I could not help laughing at Sasa's plan, especially when under my feet I began to hear more frenzied thumping and more feminine wails. Then I recollected there wasn't five feet of headroom below, and that the place, even with the hatches off, was hot enough to boil water in.

"They'll die down there, Sasa," I said.

"No fear," said Sasa. "Rosalie is half Samoa, and as for Silver Tongue—if he get roast like his own bread nobody care a banana."

"But, Sasa—" I protested.

"Now you go flirt with some my girls," she said, "and don't bother your old head about nothings!"

"But, my dear girl—" I protested.

"They'll do very nicely, thank you," said Sasa, interrupting me, "and if they're hungry, isn't there ham sandwich? And if they're thirsty, isn't there claret punch in a milk can? And as for lights—true lovers don't want no lights!""Well, Sasa," I said, "I dare say it's a bright idea, and that you deserve the greatest credit for arranging it all; but for the lord's sake, let me off the ship before you remove the hatches."

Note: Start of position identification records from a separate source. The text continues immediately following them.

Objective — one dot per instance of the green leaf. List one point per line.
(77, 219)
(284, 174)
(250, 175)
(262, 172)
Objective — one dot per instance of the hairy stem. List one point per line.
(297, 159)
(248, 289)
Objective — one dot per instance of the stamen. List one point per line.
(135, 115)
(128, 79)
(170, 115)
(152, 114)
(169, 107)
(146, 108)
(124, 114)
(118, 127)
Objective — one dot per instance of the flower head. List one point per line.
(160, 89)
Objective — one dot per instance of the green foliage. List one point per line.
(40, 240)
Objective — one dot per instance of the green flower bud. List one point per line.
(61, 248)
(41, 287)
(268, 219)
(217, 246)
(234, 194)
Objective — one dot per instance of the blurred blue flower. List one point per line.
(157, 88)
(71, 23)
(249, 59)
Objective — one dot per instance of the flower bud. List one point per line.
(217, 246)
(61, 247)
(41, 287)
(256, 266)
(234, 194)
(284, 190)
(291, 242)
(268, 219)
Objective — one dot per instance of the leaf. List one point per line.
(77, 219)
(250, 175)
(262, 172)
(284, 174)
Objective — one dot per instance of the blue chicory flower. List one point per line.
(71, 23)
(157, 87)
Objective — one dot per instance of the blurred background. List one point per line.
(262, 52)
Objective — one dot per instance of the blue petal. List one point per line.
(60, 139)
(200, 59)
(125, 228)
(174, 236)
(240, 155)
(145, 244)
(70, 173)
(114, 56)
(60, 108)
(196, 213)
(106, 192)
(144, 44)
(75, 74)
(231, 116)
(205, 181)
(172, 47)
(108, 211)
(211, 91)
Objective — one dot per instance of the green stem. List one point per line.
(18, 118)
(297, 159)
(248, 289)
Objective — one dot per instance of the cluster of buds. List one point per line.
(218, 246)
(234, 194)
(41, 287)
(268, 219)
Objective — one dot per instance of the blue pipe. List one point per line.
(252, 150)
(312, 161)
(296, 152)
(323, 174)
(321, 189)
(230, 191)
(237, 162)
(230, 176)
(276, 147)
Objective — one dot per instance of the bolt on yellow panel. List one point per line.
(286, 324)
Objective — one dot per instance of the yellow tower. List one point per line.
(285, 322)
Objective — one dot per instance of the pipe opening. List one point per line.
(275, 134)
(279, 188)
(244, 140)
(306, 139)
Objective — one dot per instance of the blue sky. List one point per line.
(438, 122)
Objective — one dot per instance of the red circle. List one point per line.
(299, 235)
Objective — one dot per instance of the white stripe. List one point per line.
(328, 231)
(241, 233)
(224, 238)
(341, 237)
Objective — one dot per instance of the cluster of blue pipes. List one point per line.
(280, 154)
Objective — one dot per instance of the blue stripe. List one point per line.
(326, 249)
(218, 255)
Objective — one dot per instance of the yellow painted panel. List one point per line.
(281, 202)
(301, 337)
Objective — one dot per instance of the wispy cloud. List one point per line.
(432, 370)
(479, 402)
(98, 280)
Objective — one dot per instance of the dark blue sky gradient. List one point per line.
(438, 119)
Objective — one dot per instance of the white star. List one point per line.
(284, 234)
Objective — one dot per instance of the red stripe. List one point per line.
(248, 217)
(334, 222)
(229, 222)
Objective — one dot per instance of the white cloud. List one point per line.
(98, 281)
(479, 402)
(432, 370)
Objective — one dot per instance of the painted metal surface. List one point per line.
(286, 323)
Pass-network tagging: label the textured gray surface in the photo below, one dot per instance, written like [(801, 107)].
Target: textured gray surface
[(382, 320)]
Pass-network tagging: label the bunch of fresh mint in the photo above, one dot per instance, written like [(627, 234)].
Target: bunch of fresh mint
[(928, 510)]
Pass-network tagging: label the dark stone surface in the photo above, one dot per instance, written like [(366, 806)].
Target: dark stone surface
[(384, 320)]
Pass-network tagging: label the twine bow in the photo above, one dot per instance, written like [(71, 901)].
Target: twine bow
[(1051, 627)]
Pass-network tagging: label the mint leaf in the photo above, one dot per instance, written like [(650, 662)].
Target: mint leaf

"Oh, no," said Sasa, "everybody stay and see the fun!"

Fun, indeed, I thought, as I heard a terrific pounding below, and an uproar that would have been creditable to a sinking liner. The deck shook with sledge-hammer blows, and a lot of glasses tumbled off one of our improvised tables. Then we heard what was obviously a revengeful wrecking of the whole ship's interior—the smashing of crockery and lamps, a tramping and a kicking and a throwing down of everything that was loose or could be wrenched off, together with a hollow, reverberatory boom of German profan—— No, I won't be unjust, and one really couldn't hear well. Sasa stamped on the deck with her little foot and cried out: "Be quiet, you silly baker!" But the silly baker only roused himself to a renewed ferocity, and, instead of calming down, went off again like twenty-five bunches of firecrackers under a barrel—and large firecrackers, too.

Off and on he must have kept this up for more than an hour; then at length he subsided, finding, I suppose, that one German baker, however infuriated, was unable to make an impression on a three-inch deck. By the end of the second hour we had forgotten all about him, for heeling over in the pleasant breeze, and what with singing and telling stories and flirting in the moonlight we were all too happy and too busy to take thought of the stifling lovers below our feet. Occasionally I had a haunting sense of a day of reckoning, but I held my peace and forebore to disquiet my pretty hostess, who was the life and soul of the whole party aboard, and whose silvery laughter chimed in so sweetly with the tropic night and the rippling gurgle of water along our keel.

It was past three o'clock when we picked up the Mission light and ran back to our moorings off the Firm. Then the question arose as to who would uncage our love-birds and bear the first brunt of Silver Tongue's explosion. I confess I was very little eager for the job, and felt a peculiar sinking in the region of my watch pocket as we unlocked the after-hatch and rolled it softly back, Sasa, with a bull's-eye lantern penetrating the gloom with a dazzling circle of light. It fell on the figures of Rosalie and Silver Tongue seated on a settee and locked in each other's arms. Rosalie was asleep, with her graceful head lying on Silver Tongue's breast and her long lashes still wet with tears. The baker, his face crimson with heat and streaked with rivulets of perspiration, looked up at us grimly through a sort of mist. I waited for him to spring to his feet and throw himself like a lion on my shrinking form; but, instead of doing so, he pressed his arms closer round Rosalie and smiled—yes, by Jove, smiled—and, if you'll take the word of a retired master mariner, winked, with a peculiar, tender and calfish expression that in anybody else would have been called skittish.

"How goes it, old man?" I said.

"Gaptain," he returned in the tone of a clarionet tootling a love passage in grand opera, "me and Rosalie invites you all to the Bublic Hall Thursday night to dance at our wedding!"